Nach einigen Jahren (Jahrzehnten) der Arbeit mit solchen Programmen werden sich Schlüsselbegriffe und neuartige Prinzipien der Textgestaltung herausbilden, die von den Autoren berücksichtigt werden können. Man kann zum besseren Verständnis in Erinnerung rufen, daß die Einführung von Buchtiteln, Überschriften, Kapitel- und Absatzgliederung in der frühen Neuzeit ja auch eine Antwort auf die Notwendigkeit gewesen ist, die typographische Datenbasis für die Leser aufzuschließen, die Informationsentnahme zu erleichtern, den Bibliotheken zu einem klaren Ordnungsprinzip zu verhelfen. Das damals gefundene, keineswegs selbstverständliche Prinzip lautet bekanntlich: Autoren, Titel, Erscheinungsdaten und ort. Für einen benutzerfreundlichen Zugriff im elektronischen Medium werden sich andere Ordnungsprinzipien herausbilden. Vor allen reicht die bloße Etikettierung des Gesamtwerks nicht mehr aus. Es müssen sozial normierte Binnengliederungsprinzipien (u.a. eben Module) geschaffen werden. Diese in Dialog zwischen Nutzen und Autoren zu entwickeln, könnte eine bedeutende Aufgabe der Verlage und Bibliotheken werden.

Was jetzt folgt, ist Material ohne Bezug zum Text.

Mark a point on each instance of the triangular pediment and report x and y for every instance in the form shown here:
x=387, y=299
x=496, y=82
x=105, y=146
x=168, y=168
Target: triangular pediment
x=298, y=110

Verlage als Ordnungs- und Qualitätssicherunginstanz im Internet
 
Ich bin skeptisch, daß sich diese Aufgabe in reiner Selbstorganisation im Internet lösen läßt. Natürlich werden Autoren ohne jeden Umweg über den Verlag als Speicher und Dispatcher ihre Aufsätze voröffentlichen. Aber schon jetzt zeigt sich, daß das Netz die Benutzer mit längeren Texten überfordert sind und daß vor allem die Komplexität des Angebots steigt, ohne daß zugleich auch die Ordnungsmittel im gleichen Umfang wachsen. Man wird in das Netz besser auch Knoten einbauen, die eine strukturierende Funktion erfüllen können. Für zahlreiche Zwecke wird sich ein unmittelbarer Kontakt zwischen den Autoren bzw. zwischen Autoren und Nutzern als sinnvoll erweisen, für zahlreiche andere werden sich Vermittlungsinstanzen mit selektiven Funktionen bewähren.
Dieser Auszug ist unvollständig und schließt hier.